6. I’m less negative about the proposal than some seem to be, perhaps because I also don’t think that Senate reformers are on the right path, either.

7. Does Tom Udall have 51 votes lined up anyway? That’s what he says, Alexander Bolton reports.

Jonathan Bernstein also posted this important piece earlier, Cloture votes do not equal filibusters:

Cloture votes do not equal filibusters. Cloture votes do not equal filibusters.

One more time: Cloture votes do not equal filibusters.

Learn it. Use it. Cloture votes do not equal filibusters.

* * *

In 2009, there were a record sixty-seven filibusters in the first half
of the 111th Congress — double the number of filibusters that occurred
in the entire twenty-year period between 1950 and 1969. By the time the
111th Congress adjourned in December 2010, the number of filibusters had
swelled to 137 for the entire two-year term of the 111th Congress.

That is utterly wrong. In the historic 111th Congress, Sen. Mitch
McConnell and the Republicans decided to create a 60-vote Senate, which
meant that 60 votes were needed on absolutely everything. Which means
that they filibustered every single bill, every single nomination, every
single amendment, even every single motion, or at least all those for
which the Senate rules allowed them to force a 60-vote supermajority
. It
wasn’t 137 filibusters; it was far, far more.

* * *

In the last two Congresses, when Republicans have filibustered
absolutely everything, it’s no longer a useful way to measure it; a much
better way is to just say 100%.

Cloture votes do not equal filibusters.

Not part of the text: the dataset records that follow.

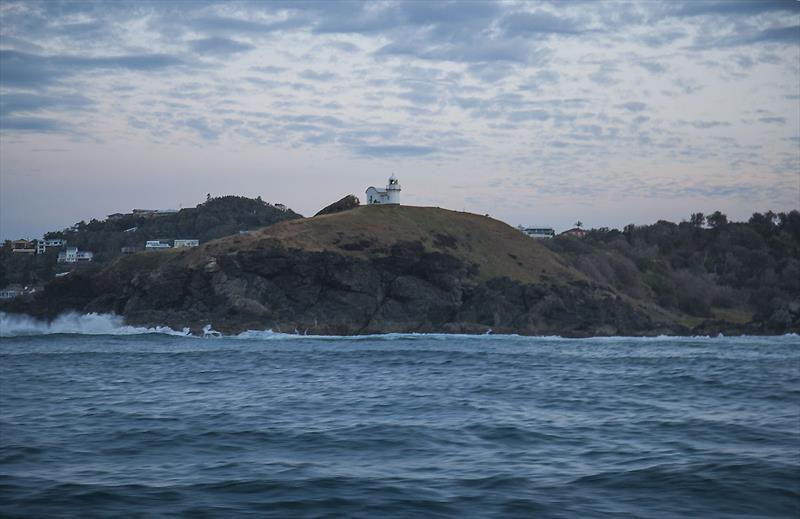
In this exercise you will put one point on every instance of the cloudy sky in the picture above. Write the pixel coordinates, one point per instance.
(536, 113)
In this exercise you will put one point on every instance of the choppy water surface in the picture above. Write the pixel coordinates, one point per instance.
(399, 426)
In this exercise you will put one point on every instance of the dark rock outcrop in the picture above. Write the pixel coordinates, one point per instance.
(408, 289)
(345, 204)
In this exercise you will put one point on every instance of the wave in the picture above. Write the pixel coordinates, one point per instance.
(20, 325)
(17, 325)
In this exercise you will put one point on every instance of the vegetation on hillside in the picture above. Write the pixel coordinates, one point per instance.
(706, 267)
(215, 218)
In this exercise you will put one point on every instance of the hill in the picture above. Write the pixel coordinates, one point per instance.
(377, 269)
(215, 218)
(371, 269)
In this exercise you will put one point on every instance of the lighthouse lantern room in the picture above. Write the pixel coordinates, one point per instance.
(390, 195)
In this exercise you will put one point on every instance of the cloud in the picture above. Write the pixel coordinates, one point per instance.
(201, 127)
(652, 66)
(312, 75)
(539, 22)
(225, 25)
(773, 120)
(32, 124)
(660, 39)
(20, 69)
(704, 125)
(733, 7)
(218, 46)
(782, 35)
(529, 115)
(633, 106)
(24, 102)
(394, 150)
(467, 50)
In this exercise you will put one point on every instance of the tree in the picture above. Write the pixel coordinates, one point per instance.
(716, 219)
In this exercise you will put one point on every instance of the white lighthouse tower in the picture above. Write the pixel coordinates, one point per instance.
(390, 195)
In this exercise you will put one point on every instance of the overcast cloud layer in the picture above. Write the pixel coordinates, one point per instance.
(537, 113)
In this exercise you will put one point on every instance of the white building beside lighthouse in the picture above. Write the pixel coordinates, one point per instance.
(390, 195)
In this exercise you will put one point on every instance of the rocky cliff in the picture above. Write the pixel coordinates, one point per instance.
(371, 269)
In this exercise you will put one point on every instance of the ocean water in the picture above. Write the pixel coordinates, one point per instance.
(109, 420)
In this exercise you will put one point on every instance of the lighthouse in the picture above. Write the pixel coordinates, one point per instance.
(390, 195)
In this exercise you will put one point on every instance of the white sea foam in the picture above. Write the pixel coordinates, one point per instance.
(15, 325)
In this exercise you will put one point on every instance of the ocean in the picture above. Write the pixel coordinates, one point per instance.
(98, 420)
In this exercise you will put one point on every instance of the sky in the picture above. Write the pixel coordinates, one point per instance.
(536, 113)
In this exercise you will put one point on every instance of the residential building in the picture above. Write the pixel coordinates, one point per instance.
(43, 244)
(390, 195)
(11, 291)
(24, 246)
(575, 231)
(156, 244)
(186, 243)
(540, 233)
(73, 255)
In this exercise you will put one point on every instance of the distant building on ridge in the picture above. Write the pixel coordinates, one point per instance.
(540, 233)
(390, 195)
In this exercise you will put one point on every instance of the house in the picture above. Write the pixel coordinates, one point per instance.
(156, 244)
(73, 255)
(43, 244)
(575, 231)
(152, 213)
(390, 195)
(11, 291)
(24, 246)
(540, 233)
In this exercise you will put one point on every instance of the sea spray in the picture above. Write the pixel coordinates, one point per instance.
(15, 325)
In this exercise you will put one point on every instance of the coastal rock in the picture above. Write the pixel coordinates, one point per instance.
(302, 276)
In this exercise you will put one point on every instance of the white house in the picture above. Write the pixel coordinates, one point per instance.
(73, 255)
(390, 195)
(541, 233)
(43, 244)
(10, 292)
(156, 244)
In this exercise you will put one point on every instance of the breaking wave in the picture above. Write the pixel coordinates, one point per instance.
(15, 325)
(19, 325)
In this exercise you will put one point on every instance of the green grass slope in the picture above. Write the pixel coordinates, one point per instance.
(497, 249)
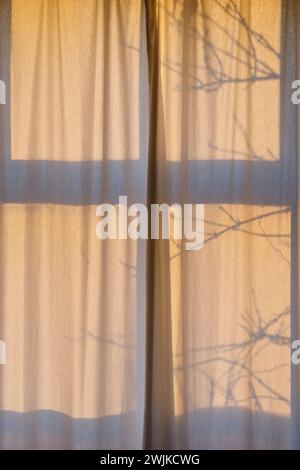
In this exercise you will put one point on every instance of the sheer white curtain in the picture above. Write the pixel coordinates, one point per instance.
(125, 344)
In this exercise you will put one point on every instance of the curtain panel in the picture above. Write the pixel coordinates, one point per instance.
(140, 343)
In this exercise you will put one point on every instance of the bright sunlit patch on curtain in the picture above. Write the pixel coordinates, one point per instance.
(74, 326)
(75, 78)
(220, 86)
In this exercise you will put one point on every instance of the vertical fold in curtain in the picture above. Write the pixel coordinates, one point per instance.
(223, 134)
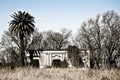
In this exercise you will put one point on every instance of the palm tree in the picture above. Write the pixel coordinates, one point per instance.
(21, 26)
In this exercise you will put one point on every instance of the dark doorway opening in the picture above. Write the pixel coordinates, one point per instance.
(57, 63)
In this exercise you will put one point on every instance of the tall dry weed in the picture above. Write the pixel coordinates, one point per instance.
(58, 74)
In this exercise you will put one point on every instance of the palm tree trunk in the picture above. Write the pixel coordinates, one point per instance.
(22, 50)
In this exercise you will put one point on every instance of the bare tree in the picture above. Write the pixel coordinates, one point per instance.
(101, 36)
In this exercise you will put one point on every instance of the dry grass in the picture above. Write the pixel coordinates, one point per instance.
(58, 74)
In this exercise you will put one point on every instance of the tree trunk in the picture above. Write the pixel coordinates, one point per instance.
(22, 51)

Everyone should stop using them as if they do.

The Senate rules have been abused to nullify the Constitution by creating an undemocratic super-majority legislative body, which is just another way of describing a tyranny of the minority exercising veto power over simple majority rule, the very essence of a democratic system.

I am deeply disappointed in Senator Levin, whom I generally respect, but who is sometimes enthralled with the arcane procedures of the Senate. I say its time to restore simple majority rule and government that functions. Go nuclear!

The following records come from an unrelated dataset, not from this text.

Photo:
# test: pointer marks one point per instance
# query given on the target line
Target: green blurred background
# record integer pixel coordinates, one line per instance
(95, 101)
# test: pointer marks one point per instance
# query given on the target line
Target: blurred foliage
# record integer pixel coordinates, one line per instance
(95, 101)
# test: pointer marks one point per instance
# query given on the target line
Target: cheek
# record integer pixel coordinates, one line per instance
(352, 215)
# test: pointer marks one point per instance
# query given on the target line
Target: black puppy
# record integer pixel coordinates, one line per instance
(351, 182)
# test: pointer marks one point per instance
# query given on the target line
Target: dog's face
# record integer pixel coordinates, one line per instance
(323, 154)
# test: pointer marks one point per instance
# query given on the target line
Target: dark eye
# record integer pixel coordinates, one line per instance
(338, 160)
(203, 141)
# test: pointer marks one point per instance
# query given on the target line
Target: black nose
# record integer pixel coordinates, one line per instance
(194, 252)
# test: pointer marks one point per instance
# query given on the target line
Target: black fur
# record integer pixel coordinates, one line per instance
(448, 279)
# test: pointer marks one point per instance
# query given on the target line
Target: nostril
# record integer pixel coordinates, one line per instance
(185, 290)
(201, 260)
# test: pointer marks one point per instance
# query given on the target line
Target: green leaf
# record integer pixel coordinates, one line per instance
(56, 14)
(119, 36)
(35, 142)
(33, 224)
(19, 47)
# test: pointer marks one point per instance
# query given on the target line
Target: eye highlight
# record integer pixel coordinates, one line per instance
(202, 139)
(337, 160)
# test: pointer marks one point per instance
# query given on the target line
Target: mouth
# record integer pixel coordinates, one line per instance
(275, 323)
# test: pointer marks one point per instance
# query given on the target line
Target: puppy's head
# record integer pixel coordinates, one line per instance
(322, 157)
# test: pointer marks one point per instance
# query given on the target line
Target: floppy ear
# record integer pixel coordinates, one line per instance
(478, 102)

This also requires that Republicans must abandon the equally unconstitutional "Hastert Rule," i.e., majority of the majority procedural rule in the House, which originated with the disgraced former Speaker Newt Gingrich (the Speaker will not allow a vote on a bill to take place unless the majority of the majority party supports the bill). Under the current makeup of the GOP majority in the House, this gives a minority of Tea Party loons veto power over simple majority rule — Democrats and moderate Republicans combined.

Ditch the unconstitutional senate Filibuster Rules and the equally unconstituional Hastert Rule in the House, and maybe the next 113th Congress will actually be functional. The 112th "less-than-do-nothing" Tea-Publican Congress has been the "Worst. Congress. Ever."

UPDATE: Steven Perlstein comments on the "fiscal cliff" compromise, Congress tries democracy for a change!

What happened yesterday was that things worked the way the framers of
the Constitution imagined they would work. The Senate took up a bill
without unanimous consent, debated and acted on it without the losers
resorting to a filabuter. And the House reverted to majority rule. By
honoring his promise to the president and Senate Minority Leader Mitch
McConnell (R-Ky.) to bring up any Senate-passed bill, Boehner (R-Ohio)
agreed to set aside the “majority of the majority” standard and allowed a
centrist, bipartisan coalition to work its will — in this case over the
objection of a majority of the Republican caucus.

This is the template for doing difficult things in Congress. In fact it, is the only template.